I got DS212+ last week, and
I got DS212+ last week, and its a big improvement over my old DS112J. Software support on Synology products is great. Also thanks for the review.
Funny, as I was watching live
Funny, as I was watching live the PCPer podcast recording on TWiT last week and Allyn alluded to an upcoming review of the Synology 212+, I quite literally was in mid-unboxing of the same unit. It hand me chuckling all night, but it also had me wondering if his considerable storage systems experience with a deep library of benchmarks would parallel to some degree my impressions from solely paper-born research and shallow, hands-on time with any NAS device.
After a week’s worth of testing, playing, configuring, and exploring, the 212+ has so far met or exceeded my expectations and looks like a great choice to serve my usage scenario. With two enterprise drives and a voltage regulated UPS, I have high hopes it’ll have the legs for a good, long, and uneventful marathon.
Now, having read Allyn’s posted review, I’m glad my computer-fu intuition was in keeping with The Sensei’s observations.

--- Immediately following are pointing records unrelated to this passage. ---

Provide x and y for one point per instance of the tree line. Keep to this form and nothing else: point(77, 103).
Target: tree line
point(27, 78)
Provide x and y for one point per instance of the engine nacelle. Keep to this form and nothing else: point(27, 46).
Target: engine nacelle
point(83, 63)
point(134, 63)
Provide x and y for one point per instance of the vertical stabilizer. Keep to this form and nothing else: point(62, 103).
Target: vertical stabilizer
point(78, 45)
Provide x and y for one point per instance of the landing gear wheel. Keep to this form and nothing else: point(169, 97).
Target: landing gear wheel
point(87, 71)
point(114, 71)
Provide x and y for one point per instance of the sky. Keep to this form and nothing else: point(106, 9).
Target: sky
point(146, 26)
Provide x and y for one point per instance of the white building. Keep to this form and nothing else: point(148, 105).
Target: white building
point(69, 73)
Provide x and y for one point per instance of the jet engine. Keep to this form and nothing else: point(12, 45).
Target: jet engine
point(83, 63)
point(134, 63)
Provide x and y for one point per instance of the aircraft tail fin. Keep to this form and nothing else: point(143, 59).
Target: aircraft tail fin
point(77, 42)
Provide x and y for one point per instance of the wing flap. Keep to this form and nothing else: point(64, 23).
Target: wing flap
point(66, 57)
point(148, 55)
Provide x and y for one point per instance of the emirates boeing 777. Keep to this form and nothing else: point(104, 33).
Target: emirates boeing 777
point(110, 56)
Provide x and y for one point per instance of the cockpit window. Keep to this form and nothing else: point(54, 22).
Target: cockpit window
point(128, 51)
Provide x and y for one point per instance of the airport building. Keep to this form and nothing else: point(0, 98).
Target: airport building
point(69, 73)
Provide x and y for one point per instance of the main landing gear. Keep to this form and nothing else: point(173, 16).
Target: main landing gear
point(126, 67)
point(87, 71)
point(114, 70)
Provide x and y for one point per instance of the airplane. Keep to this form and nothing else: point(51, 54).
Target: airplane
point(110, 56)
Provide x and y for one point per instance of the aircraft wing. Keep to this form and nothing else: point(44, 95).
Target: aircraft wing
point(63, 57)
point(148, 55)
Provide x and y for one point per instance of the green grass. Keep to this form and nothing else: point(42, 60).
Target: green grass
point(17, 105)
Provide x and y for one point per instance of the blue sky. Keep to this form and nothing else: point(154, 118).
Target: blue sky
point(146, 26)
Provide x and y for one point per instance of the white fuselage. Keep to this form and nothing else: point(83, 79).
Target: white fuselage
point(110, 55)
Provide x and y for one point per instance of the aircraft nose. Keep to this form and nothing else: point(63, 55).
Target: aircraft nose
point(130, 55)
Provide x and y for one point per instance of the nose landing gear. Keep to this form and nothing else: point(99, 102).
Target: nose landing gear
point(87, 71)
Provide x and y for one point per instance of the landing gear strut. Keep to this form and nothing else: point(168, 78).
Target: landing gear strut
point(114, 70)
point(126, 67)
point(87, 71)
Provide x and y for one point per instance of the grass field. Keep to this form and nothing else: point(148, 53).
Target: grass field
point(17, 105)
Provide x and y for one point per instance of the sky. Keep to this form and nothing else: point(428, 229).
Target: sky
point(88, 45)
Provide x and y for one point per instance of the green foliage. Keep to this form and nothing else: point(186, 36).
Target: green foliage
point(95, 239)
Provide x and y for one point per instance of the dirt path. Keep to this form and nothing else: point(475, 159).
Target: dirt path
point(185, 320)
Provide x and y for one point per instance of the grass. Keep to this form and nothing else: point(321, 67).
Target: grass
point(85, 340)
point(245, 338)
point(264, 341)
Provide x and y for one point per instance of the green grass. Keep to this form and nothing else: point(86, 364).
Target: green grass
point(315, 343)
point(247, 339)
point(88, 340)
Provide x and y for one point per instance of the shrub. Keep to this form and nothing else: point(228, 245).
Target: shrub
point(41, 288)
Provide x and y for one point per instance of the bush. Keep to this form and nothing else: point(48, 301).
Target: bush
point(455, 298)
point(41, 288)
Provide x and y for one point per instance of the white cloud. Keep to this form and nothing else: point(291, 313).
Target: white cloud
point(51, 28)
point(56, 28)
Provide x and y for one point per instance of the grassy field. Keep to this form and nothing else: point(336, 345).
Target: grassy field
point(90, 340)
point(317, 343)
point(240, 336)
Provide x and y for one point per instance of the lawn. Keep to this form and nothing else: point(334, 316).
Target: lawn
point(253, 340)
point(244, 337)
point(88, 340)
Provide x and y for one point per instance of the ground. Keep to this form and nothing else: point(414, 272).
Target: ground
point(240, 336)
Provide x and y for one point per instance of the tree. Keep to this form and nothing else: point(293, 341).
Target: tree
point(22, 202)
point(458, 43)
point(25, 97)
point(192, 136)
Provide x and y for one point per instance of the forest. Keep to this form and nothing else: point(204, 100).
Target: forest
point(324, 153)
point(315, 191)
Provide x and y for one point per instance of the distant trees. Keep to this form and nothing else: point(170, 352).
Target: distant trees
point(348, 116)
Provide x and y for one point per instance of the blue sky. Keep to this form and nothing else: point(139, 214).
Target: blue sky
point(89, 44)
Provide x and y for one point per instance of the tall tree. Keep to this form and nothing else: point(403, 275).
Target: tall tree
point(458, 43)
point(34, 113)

I, too, keep finding new stuff to do with Synology’s firmware. It’s highly polished, and nicely documented in clear English within the UI’s Help screens — their website extends it further. One peeve, however. For a product with so many features, here’s a case where including a paper manual would have made learning, referencing, and tweaking so much easier and faster than relying on a screen. Weighing in at 168 pages in full 8.5″ x 11″ glory, that’s a lot of screen-time for a PDF manual; or, a horribly expensive Color print job. I settled for black & white.
So hereto now, the missing paper manual for the NAS is for me, the only ‘gotcha’ in an otherwise excellent first week.
Thanks for the review Allyn. Great stuff.
ps – was kinda hoping you were gonna put the ioSafe through the PCPer paces, you know, give it a benchmark pounding — by which I mean, dropping the drive on the bench and measuring the mark.